Sadly what “docility” of the people means is that their sovereignty is
confined to the constitutional provisions. It is not translated into
political actions. Not only does the government in Uganda restrict the
liberty to assemble and associate it does not tolerate criticism which
it punishes severely using the repressive law of sedition. The only
notable occasion on which the people stood up against government was
when the Kabaka was denied his right to visit his people in Bugerere in
September 9—12, 2009. The thousands who demonstrated, or later
justifiably rioted, are in prison for attempting to assert their human
rights. The situation calls for fundamental social change before the
“docility” of the people is finally uprooted.

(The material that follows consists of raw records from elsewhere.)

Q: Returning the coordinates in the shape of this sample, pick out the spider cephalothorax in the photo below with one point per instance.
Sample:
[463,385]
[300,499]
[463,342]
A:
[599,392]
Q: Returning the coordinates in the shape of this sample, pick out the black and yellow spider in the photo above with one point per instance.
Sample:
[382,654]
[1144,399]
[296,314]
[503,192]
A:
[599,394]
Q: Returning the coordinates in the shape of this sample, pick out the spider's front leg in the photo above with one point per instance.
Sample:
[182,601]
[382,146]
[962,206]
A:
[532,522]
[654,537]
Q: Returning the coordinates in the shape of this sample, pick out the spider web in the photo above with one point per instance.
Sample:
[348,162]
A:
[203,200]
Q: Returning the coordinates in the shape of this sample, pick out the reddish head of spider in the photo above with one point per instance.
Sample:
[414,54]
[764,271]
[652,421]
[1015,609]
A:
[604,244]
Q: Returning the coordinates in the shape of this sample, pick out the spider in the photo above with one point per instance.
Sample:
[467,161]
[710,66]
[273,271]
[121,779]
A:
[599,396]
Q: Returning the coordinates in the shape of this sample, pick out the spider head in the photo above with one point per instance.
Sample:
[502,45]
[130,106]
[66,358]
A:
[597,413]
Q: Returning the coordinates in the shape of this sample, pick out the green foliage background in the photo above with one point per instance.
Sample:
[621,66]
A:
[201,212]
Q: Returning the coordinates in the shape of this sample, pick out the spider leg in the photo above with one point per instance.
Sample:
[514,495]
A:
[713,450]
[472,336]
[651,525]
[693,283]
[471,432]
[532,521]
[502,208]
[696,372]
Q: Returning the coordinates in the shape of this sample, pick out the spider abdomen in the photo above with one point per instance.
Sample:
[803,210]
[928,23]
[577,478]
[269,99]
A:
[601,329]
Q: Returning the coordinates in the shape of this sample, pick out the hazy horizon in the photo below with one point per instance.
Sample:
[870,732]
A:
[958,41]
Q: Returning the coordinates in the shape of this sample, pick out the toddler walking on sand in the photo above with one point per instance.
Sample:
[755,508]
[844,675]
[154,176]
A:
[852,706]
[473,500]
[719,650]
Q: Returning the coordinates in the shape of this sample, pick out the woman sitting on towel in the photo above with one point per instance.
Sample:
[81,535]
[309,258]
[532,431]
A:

Second, the people of Uganda remain subservient to the whims of NRM
executive branch because it promises what it cannot deliver such as the
eradication of poverty but it is not held accountable for the perennial
empty promises. Third, the NRM government corrupts the people by
delivering new districts which drain the meager resources in the
treasury. This type of politics compounds poverty and breeds more
corruption at the lowest level. Ironically when the NRM argues that
creation of new districts brings government closer to the people what it
is actually means is bringing corruption closer to the people by
involving more people in corruption with the creation of new
economically unviable districts!
Both the supremacy of the constitution and the sovereignty of the people
are practically meaningless to the people in Uganda today. One way to
rectify the situation or break the vicious circle of corruption and
dictatorship is to adopt a federal system of government whose basic
units are autonomous and self-governing, that is, constitutionally
insulated and placed beyond the control of the central government. The
regional-tier system is therefore political fraud and a joke. Now you
understand why NRM, and Museveni in particular, do not like a federal
system of government in Uganda even though they sing the virtues of
federalism at the regional level. Federalism takes way their autocratic
power to control local government. Political dishonesty is not difficult
to decipher or detect under these circumstances. If the people are
sovereign at all they should deliver a clear message to all elected
officials in the 2011 elections. Then I will believe in their
sovereignty.
We must address the nature and function of human rights in society in
light of the thesis of the draft concept paper. This, we believe, must
be the core idea in the Draft Concept Paper on Convocation of a National
Convention for Consensual Governance in Uganda. First, citing Article
20 of the 1995 constitution the draft concept paper points out what has
been recognized by natural law philosophy for millennia: namely, that
“Fundamental rights and freedoms of the individual are inherent and not
granted by the state.” “This article sets out a universal truth that no
one in authority ought to pride itself or expect to be thanked for
granting freedom to the people. No. It is a duty and failure to do so is
a criminal act.” (See p. 21) We totally agree. After all the Americans
declared the same idea in 1776 and the movement to abolish slavery was
founded and mobilized around the same theme, later to be followed by
decolonization of Africa.
But why has it taken centuries for the majority of humanity to wake up
to this reality, assuming they have? Members of NRM do not seem to
embrace the idea of universal protection of „inherent” human rights, at
least judged by their ideology and political deeds during the last
quarter of a century. We reluctantly reach this conclusion in spite of
the fact that NRM leadership participated in making the 1995
constitution. The whole process was a political strategy to
institutionalize political repression as Articles 69—75 of the 1995
constitution clearly demonstrate. There was a strong belief, and
probably confidence, that the NRM system would gradually take root by
displacing other political parties so that NRM would in the end rule
without opposition. The NRM political philosophy was certainly not
compatible with democracy. The sectarianism charge was not honest and it
has come back to bite the NRM leaders with a vengeance!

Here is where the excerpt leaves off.